According to A K Qazi, formerly with the Sports Authority of India, Indian sports associations are infested with politicians and retired bureaucrats. "And since top-level positions in most associations are honorary these people are not accountable to anyone which gives them the license to go about their work in the most unprofessional way," said Qazi.
However, since these positions offer official perquisites such as complimentary travel, spiffy hotel accommodation, daily allowances and foreign junkets, these retirees are most unwilling to let go of them.
It seems clear that if India is to produce internationally competitive athletes, it has to start training a larger number of youth and train them correctly. This requires the sustained promotion of athletic activity in schools and colleges. It also requires a change in attitude for parents and educators. Qazi believes sports organizations should be managed by dynamic sports professionals.

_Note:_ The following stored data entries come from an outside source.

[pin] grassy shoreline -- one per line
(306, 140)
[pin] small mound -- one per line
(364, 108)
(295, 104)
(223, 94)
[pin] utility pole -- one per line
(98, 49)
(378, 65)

After all, China's emergence as an Olympic superpower is due to an excellent sports network that ensures that the government funding goes to the development of Olympic prospects.
India has much to learn before it can impress the world with its sporting prowess. But this is the realm of sport where, as they say, "hope springs eternal". Perhaps it won't be too far into the future when this high-potential nation - with the world's largest population of youth - will begin to produce gold medals and Olympic champions.